Since there are only limited leprosy patients in Japan, special tests (histopathology, PCR, and anti-PGL-I antibody tests) are performed only at the Leprosy Research Center, the National Institute of Infectious Diseases, the Department of Dermatology, Yokohama City University, and the Department of Dermatology, Ryukyu University.
Therapy of leprosy: The multidrug therapy (MDT) has been recommended by WHO; rifampin (RFP), dapsone (DDS), and clofazimine (CLF) are administered orally for half a year (PB cases) or a year (MB cases), respectively. In Japan, MDT has been modified by adding other drugs or prolonging the medication period.
Network for leprosy diagnoses and cares: There is a network for advising physicians and medical personnel who have had little chance to diagnose and treat leprosy on medical care, examination, and therapy.
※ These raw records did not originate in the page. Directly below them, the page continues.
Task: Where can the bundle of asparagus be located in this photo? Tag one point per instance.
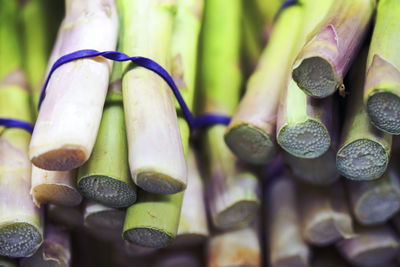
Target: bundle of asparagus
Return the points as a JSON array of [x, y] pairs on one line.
[[21, 230]]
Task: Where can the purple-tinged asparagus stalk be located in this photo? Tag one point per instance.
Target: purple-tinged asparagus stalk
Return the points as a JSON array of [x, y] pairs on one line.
[[55, 187], [371, 246], [325, 215], [69, 117], [193, 228], [364, 151], [382, 83], [235, 248], [54, 252], [250, 134], [286, 245], [375, 202], [67, 217], [21, 231], [321, 65], [305, 169], [156, 155]]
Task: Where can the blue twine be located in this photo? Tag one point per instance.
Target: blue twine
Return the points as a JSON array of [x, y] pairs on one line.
[[13, 123], [194, 123]]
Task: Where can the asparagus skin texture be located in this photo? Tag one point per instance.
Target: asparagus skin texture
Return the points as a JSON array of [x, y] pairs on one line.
[[55, 251], [324, 60], [250, 134], [382, 84], [105, 177], [67, 125], [21, 230], [370, 247], [364, 150], [235, 248], [156, 155], [303, 123], [374, 202], [193, 228], [286, 245], [55, 187]]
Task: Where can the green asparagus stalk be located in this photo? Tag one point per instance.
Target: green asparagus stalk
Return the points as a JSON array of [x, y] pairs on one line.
[[21, 230], [231, 189], [156, 155], [325, 215], [364, 150], [374, 202], [321, 65], [235, 248], [371, 246], [105, 177], [286, 245], [67, 125], [55, 251], [161, 224], [382, 83], [193, 228], [305, 169], [304, 125], [250, 134], [67, 217]]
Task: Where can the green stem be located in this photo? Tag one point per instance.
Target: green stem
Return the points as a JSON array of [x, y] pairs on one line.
[[325, 59], [105, 177], [364, 150], [382, 84]]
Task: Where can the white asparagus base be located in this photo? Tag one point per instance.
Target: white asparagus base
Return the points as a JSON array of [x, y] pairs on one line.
[[69, 118]]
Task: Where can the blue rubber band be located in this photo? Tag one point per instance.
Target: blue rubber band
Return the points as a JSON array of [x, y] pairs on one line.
[[13, 123], [194, 123]]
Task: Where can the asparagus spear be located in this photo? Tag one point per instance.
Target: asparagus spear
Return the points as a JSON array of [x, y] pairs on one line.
[[374, 202], [67, 217], [370, 247], [286, 246], [321, 65], [105, 176], [55, 251], [382, 83], [305, 169], [156, 156], [325, 215], [67, 124], [231, 189], [235, 248], [364, 150], [20, 223], [193, 228], [250, 134], [305, 125], [161, 223]]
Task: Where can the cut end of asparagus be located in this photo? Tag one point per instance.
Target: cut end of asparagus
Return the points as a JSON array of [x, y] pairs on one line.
[[107, 191], [316, 77], [362, 159], [158, 183], [308, 139], [19, 240], [377, 206], [250, 144], [148, 237], [237, 215], [58, 194], [383, 109], [62, 159], [322, 232]]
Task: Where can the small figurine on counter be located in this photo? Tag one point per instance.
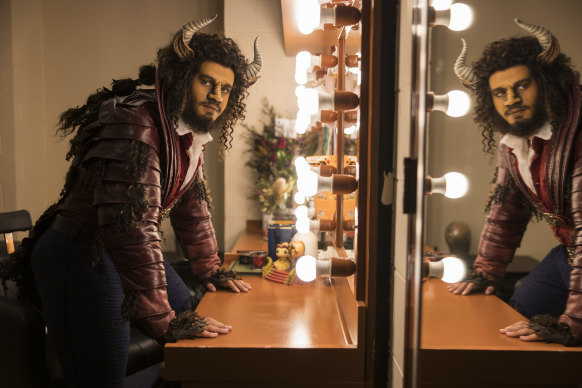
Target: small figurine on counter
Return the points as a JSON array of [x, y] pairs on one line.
[[283, 253]]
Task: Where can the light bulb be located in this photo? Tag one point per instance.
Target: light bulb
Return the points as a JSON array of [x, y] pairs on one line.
[[441, 5], [449, 269], [457, 185], [301, 212], [306, 268], [459, 103], [303, 60], [302, 224], [309, 15], [455, 103], [301, 166], [461, 17], [301, 76], [350, 130]]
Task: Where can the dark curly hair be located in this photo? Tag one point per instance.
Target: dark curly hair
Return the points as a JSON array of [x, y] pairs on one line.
[[554, 80], [177, 75]]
Physicians belonging to the Japanese Leprosy Association and having enough experiences in handling leprosy patients are registered.
Global situation: Owing to MDT pursued by WHO, more than 10 million leprosy patients worldwide were cured from 1985 to the end of 1999. The registered cases decreased to 750,000 by early 2000 and the prevalence was 1.25 per 10,000 population, which is an 86% reduction from 1985. After treatment for 6 months in PB cases and for one year in MB cases, they are regarded as cured and withdrawn from the WHO registration (see WHO Expert Committee on Leprosy 7th Report, 1998 for the diagnostic criteria in the WHO surveillance). The relapse rate is about 0.1% per year. Only few MDT-resistant cases have been found. Physical disability may be seen after peripheral nervous impairment (two to three million cases), and many have difficulty returning to and attaining social lives. In spite of the promotion of MDT by WHO, as many as 700,000 new patients are still registered every year, and that is presumably due to improved diagnosis and enhanced surveillance for many new cases including ones overlooked in the past. The countries with many yearly registered new leprosy patients are; India (about 527,000), Brazil (about 73,000), Indonesia (about 29,000), Bangladesh, Myanmar, Nepal, Nigeria (about 13,000 each), the Philippines (about 9,000), etc (see WHO, WER 75:226-231 and 361-368).
Future problems: The best methods to cure leprosy without leaving any sequela are early diagnosis and treatment. For this purpose, development of simpler tests is desired. Further development of research on anti-leprosy drugs capable of curing in a short period, combination of drugs, and vaccination is also required. Since there are still a great many leprosy patients mainly in Asia, Japan is anticipated as a major cooperator in leprosy control.